Naira Rebounds to N1,382.63 Per Dollar Amid Surge in Foreign Exchange Inflows
Nigeria's currency demonstrated renewed strength on Tuesday, March 24, 2026, providing a welcome respite in the volatile foreign exchange market. The naira appreciated at the Nigerian Foreign Exchange Market (NFEM), closing at N1,382.63 per dollar, marking a significant improvement from the N1,388.38 rate recorded just one day earlier.
Foreign Exchange Inflows Jump 45% as Investor Interest Grows
According to figures released by the Central Bank of Nigeria, the local currency gained N5.75, representing a 0.42 percent increase. This rebound was primarily supported by improved liquidity conditions, indicating a temporary easing of pressure in the official foreign exchange window.
Meanwhile, in the parallel market, the naira remained steady at N1,415 per dollar, reflecting relative calm in that segment. However, the gap between official and black market rates widened to N33 from N27, highlighting persistent inefficiencies within the broader foreign exchange system.
A key driver behind the naira's recovery has been a substantial surge in foreign exchange inflows. Data from FMDQ Group revealed that total inflows climbed 45 percent month-on-month to reach $4.4 billion in February. This marks the third consecutive monthly increase, largely fueled by strong participation from foreign portfolio investors.
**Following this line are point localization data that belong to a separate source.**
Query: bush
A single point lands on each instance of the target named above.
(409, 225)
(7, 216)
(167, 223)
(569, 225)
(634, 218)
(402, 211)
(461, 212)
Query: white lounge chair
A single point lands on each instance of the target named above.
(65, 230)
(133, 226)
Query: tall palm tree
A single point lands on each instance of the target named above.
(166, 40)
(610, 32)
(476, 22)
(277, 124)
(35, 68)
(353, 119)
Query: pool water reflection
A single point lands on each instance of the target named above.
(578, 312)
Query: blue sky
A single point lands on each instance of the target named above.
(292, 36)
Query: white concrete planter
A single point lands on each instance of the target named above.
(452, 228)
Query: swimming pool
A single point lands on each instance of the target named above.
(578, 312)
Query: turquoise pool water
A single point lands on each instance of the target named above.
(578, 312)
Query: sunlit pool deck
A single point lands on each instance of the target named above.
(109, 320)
According to a report by BusinessDay, these investors are increasingly positioning Nigeria as a lucrative carry trade destination, attracted by the country's high-yield environment. The influx of offshore funds has helped boost market liquidity, providing much-needed support for the naira amid rising demand for dollars.
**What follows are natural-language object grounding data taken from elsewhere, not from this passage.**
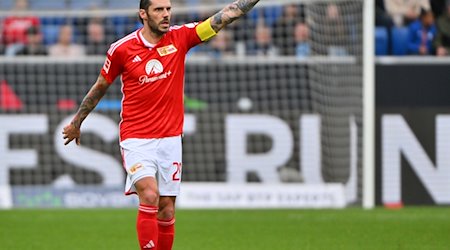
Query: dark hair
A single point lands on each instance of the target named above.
(144, 4)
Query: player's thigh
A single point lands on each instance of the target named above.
(140, 161)
(170, 166)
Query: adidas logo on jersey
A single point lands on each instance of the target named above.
(137, 59)
(149, 245)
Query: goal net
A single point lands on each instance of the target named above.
(275, 98)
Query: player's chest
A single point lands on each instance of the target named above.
(151, 62)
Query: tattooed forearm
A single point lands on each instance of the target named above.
(90, 101)
(245, 5)
(231, 12)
External Reserves Continue Downward Trend Despite Positive Momentum
Despite the positive momentum in the foreign exchange market, Nigeria's external reserves continue to trend downward, underscoring the fragile balance facing policymakers. Reserves fell for the sixth straight session, declining by 0.84 percent to $49.60 billion as of March 23, 2026, down from a recent peak of $50.02 billion recorded earlier in the month.
While this drop may raise concerns, analysts caution against focusing solely on headline figures. According to a report by VNL Capital Asset Management, the underlying strength of Nigeria's reserves has improved significantly in recent years.
Net usable reserves, which represent funds readily available for immediate intervention, have surged from $3.99 billion at the end of 2023 to $34.80 billion by the close of 2025. This sharp increase highlights improved liquidity and a stronger buffer against external shocks.
Gross reserves have also remained robust, exceeding $45 billion and covering nearly 10 months of imports, well above global adequacy benchmarks.
Structural Reforms and Gold Strategy Enhance Stability
The improvement in reserve quality has been driven by a wave of structural reforms, according to a report by MarketForces Africa. These include the unification of the foreign exchange market, settlement of legacy obligations, and the removal of fuel subsidies, steps that have eased pressure on Nigeria's external accounts.
In addition, tighter monetary policy has helped curb excess demand for foreign exchange, while improved policy credibility has encouraged inflows from remittances, exports, and foreign investments.
Another notable strategy has been the Central Bank's increasing gold reserves. Gold holdings rose from approximately $2.6 billion in late 2025 to roughly $3.5 billion in the first quarter of 2026. These purchases, funded in naira through domestic mining, have strengthened reserve diversification without draining foreign exchange resources.
Naira Appreciates 4.13% in February Despite Central Bank Intervention
Earlier reports indicated that Nigeria's currency appreciated by 4.13 percent in February, defying efforts by the Central Bank of Nigeria to slow its momentum through late-month dollar purchases. A new report by the Financial Market Dealers Association shows the naira strengthened across both the official Nigerian Foreign Exchange Market and the parallel market, marking a notable shift from earlier volatility.
The apex bank reportedly stepped in toward the end of the month to mop up excess foreign exchange liquidity, a move aimed at preventing what policymakers considered an overly rapid appreciation of the currency.